Binding free energies of cucurbit[7]uril host to the guests, (A) benzimidazole and (B) fuberidazole. ΔG°_TI is the absolute reference binding free energy obtained from thermodynamic integration computations for the reference deprotonated state of the guest; ΔG°_exp is the experimental binding free energy for the reference deprotonated guest; and ΔG°⁺_exp is the binding free energy for the protonated guest derived from ΔG°_exp. The figure is adopted from Kim et al. (2015).⁸⁰

Outlook

We have presented a brief review of pH dependence of protein-ligand complex formation. While the prevalence of binding-induced changes in pK_a or protonation state has been well appreciated especially due to the recent progress in this field, it is true that these phenomena are not always accounted for in the majority of free energy computations or computational drug discovery. The use of the expressions applying the binding polynomial formalism to address the pH dependence of binding free energies is promising in these fields, and the application of the CpHMD technique particularly enables the coupling of conformational and protonation equilibria. Though not specifically addressed, similar philosophies may also be applicable to the scoring functions in docking protocols.
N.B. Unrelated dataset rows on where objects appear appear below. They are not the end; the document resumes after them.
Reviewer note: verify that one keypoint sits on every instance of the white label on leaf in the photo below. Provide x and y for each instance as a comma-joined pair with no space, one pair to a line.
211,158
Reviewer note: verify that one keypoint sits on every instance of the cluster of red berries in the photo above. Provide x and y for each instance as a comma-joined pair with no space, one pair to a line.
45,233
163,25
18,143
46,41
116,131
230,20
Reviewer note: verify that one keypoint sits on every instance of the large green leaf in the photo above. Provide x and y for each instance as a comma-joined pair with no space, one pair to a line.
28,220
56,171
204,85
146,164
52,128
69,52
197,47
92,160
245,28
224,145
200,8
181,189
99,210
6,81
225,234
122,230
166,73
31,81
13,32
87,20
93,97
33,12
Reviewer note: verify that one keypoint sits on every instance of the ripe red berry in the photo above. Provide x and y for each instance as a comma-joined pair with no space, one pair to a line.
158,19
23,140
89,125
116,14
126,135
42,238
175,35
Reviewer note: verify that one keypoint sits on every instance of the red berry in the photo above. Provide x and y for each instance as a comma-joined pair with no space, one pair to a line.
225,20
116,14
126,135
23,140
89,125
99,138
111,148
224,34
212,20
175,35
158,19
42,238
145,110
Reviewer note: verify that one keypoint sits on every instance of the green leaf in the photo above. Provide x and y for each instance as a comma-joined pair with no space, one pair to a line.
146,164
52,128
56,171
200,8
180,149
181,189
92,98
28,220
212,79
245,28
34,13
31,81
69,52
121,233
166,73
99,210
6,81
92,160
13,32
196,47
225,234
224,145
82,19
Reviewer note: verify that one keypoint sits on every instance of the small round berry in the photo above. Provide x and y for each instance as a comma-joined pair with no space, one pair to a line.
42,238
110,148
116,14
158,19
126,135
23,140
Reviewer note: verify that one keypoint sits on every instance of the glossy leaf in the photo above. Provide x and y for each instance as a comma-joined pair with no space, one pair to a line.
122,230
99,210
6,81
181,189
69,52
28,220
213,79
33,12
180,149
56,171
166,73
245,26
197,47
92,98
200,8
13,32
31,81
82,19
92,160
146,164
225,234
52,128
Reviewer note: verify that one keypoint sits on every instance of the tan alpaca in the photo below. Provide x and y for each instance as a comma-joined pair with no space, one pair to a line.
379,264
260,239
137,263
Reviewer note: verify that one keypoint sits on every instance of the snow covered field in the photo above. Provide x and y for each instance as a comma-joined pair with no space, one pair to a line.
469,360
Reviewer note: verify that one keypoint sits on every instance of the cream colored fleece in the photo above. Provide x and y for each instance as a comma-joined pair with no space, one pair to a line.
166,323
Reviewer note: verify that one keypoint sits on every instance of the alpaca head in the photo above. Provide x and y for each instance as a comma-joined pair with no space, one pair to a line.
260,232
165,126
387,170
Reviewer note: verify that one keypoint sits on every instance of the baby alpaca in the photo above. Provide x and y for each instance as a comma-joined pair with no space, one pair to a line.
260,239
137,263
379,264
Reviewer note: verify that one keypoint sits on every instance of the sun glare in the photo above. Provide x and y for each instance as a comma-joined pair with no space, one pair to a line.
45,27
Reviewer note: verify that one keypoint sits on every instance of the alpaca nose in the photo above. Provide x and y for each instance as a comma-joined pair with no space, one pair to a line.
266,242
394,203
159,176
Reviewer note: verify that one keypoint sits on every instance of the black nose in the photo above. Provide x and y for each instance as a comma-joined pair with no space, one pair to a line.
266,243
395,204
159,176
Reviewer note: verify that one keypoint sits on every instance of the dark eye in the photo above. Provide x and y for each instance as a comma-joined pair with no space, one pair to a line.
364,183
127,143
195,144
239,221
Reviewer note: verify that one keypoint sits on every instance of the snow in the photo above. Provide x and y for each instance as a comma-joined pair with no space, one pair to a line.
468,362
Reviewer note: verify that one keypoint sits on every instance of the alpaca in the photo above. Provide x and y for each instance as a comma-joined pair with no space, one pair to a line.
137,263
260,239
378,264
Several challenges, however, still remain. The lack of binding free energies experimentally measured at various pH levels, preferably for large protein-ligand datasets, imposes a challenge to incorporating the pH-dependent effects into computational studies; availability of the experimental reference binding free energies will be of great importance to pushing the free energy computation field forward. Also, the accuracy of current pK_a prediction algorithms strongly affects the quality the studies on the pH dependence. The pK_a cooperative, a collaborative effort to advance structure-based calculation of pK_a and electrostatics, noted that significant progress is still needed to improve the results from the current computational pK_a predictions.⁸¹ Besides the performance of the pK_a computation algorithms, the pK_a values obtained from such computations are known to be sensitive to the details of the input structure.⁸² While the advances in X-ray and NMR techniques for protein structural determination are clearly encouraging, the lack of availability of high-resolution structures of both protein monomer and protein-ligand complex in many cases still hinders the progress in the study of binding-induced protonation changes. Despite these challenges, however, we strongly believe that the growing attention to this field of study is promising.